Fortunately, new advances in AI and organizational best practices are helping to overcome those challenges. This year’s predictions cover the increasing adoption of AI for analytics, and the development of AI protocols (e.g., MCP) that accelerate the deployment and integration of AI solutions. Other predictions include human biases and the misuse of AI, as well as governance best practices and interpretability methods to minimize risk and drive trust. Data and analytics (D&A) leaders should use these predictions to leverage the AI trends that will shape analytics in the next two years.

Strategic Planning Assumptions

Strategic Planning Assumption: By 2028, 60% of self-service analytics users will use general-purpose LLMs for ad hoc and exploratory analysis, while production-grade reporting will remain in traditional ABI platforms.
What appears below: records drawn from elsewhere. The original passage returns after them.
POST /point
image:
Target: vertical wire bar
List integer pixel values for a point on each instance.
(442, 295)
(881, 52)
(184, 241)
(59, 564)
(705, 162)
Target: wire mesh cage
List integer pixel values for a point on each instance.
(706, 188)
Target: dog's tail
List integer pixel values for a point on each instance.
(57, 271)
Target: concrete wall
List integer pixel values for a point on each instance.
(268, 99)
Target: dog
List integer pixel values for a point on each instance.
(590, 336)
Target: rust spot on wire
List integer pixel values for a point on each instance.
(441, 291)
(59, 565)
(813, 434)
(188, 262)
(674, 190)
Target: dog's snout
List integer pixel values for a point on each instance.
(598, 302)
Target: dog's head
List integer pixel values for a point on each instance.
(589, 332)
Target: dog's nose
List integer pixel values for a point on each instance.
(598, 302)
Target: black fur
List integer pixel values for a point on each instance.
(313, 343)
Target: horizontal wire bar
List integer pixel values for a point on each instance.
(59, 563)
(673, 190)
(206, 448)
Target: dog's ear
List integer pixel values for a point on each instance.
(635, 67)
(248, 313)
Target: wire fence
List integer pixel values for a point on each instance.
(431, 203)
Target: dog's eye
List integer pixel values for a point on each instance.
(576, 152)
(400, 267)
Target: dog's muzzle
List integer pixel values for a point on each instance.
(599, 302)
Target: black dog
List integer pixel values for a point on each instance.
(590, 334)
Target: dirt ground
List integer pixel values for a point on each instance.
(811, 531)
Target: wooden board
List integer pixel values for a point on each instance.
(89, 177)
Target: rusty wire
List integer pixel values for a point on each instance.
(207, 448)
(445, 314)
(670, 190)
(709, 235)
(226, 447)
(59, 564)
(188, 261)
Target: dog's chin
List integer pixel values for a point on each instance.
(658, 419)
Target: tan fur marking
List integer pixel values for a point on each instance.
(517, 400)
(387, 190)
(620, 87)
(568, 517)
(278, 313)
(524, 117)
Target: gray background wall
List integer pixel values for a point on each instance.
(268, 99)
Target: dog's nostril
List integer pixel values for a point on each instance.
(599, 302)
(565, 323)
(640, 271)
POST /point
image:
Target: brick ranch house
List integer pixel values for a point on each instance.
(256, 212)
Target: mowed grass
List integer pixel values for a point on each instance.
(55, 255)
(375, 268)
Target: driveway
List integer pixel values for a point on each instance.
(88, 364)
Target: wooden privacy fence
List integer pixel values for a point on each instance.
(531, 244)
Analysis by: Anirudh Ganeshan
Key Findings:
  • GenAI-based systems are quickly becoming the primary interface for exploratory analysis because they effectively lower the required skill barrier, democratizing the use of languages like SQL or DAX. In the 2025 Gartner Generative and Agentic AI in Enterprise Applications Survey, 64% of leaders rated analytics and BI as one of the top three areas where AI agents would drive the most significant impact on productivity, ahead of every other area, including customer service.
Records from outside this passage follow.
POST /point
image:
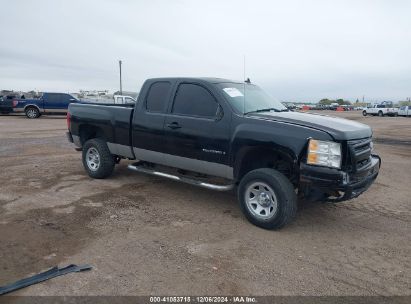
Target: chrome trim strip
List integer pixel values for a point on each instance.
(120, 150)
(191, 164)
(182, 179)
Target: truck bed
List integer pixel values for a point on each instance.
(114, 122)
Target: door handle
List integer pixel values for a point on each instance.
(174, 125)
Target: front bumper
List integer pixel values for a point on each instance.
(336, 185)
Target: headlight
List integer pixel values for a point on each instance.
(324, 153)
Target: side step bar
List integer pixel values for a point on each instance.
(182, 179)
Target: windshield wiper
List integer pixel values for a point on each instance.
(266, 110)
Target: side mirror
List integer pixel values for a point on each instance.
(219, 114)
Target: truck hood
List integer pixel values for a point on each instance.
(338, 128)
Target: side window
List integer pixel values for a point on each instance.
(53, 98)
(157, 97)
(194, 100)
(128, 100)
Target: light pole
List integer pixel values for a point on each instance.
(121, 84)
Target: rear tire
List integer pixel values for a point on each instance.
(32, 112)
(97, 159)
(267, 198)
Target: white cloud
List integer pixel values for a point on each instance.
(297, 50)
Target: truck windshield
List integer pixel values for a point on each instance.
(249, 98)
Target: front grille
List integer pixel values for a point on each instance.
(360, 153)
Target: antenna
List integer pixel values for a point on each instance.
(244, 86)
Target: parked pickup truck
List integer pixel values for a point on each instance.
(404, 111)
(7, 103)
(380, 110)
(220, 134)
(48, 103)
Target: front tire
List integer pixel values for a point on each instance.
(32, 112)
(97, 159)
(267, 198)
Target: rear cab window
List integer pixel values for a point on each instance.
(158, 96)
(194, 100)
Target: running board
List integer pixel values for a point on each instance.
(182, 179)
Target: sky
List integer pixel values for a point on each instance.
(296, 50)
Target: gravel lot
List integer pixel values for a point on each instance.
(145, 235)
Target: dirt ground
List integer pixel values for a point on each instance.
(149, 236)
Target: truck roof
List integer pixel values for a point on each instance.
(206, 79)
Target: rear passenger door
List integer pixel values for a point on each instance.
(148, 121)
(197, 132)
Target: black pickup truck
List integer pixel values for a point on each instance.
(222, 134)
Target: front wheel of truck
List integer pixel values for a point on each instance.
(97, 159)
(267, 198)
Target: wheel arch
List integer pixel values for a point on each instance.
(255, 157)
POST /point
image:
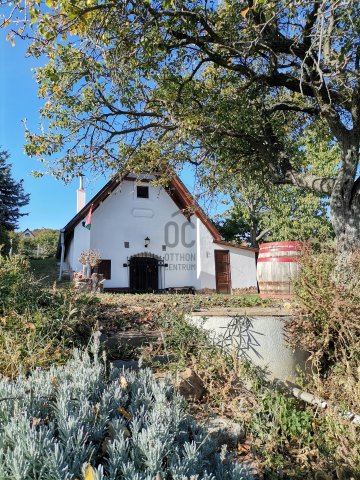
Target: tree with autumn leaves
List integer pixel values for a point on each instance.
(148, 83)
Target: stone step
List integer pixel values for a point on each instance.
(130, 338)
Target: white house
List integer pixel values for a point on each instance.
(153, 238)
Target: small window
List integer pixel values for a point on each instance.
(142, 192)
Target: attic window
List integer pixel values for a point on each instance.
(142, 192)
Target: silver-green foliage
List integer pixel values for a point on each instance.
(56, 421)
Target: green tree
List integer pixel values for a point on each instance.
(276, 214)
(12, 199)
(232, 81)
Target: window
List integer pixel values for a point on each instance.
(142, 192)
(105, 269)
  • This shift makes experienced analysts more productive by accelerating the generation of complex queries and enables nontechnical users to act as citizen developers, performing tasks such as filtering sales by region or comparing quarterly performance, without prior coding knowledge.
  • Analytics consumption is evolving from siloed tools to integrated layers spanning cloud data warehouses, operational systems and MCP servers. MCP servers standardize integration, enabling secure LLM access to governed analytics.
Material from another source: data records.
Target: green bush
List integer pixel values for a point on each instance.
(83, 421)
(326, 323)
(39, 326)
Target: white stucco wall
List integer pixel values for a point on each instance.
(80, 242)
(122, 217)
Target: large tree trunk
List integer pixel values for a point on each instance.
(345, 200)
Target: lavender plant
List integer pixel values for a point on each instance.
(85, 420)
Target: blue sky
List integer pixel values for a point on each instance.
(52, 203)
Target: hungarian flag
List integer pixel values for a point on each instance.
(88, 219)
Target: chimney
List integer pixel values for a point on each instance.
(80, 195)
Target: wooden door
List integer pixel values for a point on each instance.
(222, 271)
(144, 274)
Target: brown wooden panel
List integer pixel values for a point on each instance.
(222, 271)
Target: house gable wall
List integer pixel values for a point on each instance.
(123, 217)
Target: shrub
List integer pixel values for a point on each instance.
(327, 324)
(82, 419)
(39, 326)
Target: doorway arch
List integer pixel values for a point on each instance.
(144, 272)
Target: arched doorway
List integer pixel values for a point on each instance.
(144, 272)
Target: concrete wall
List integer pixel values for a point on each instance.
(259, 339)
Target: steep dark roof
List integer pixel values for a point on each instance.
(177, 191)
  • For organizations with large user bases and high licensing costs, transitioning to customized, LLM-powered analytical solutions offers a measurable financial advantage. It reduces the total cost of ownership compared to maintaining extensive licenses for traditional stand-alone platforms.
Market Implications:
  • Governance and risk management: The increased use of LLMs for analytics introduces new risks, including concerns over data privacy, bias and reliability. Models may expose sensitive information, reinforce historical bias in areas like credit scoring, or generate inaccurate outputs such as fabricated figures or sources.
  • Push insights replace pull dashboards: Instead of just charts and visualizations, LLMs deliver narratives, explanations and actionable guidance. This changes analytics from a “pull” model to a proactive, “push” model of insights. For example, an LLM can review a quarterly sales report, identify a drop in revenue, cross-reference unstructured data such as customer feedback, and generate a narrative explaining that negative sentiment about delivery delays is driving churn. It can then suggest actions like adjusting logistics or updating communication.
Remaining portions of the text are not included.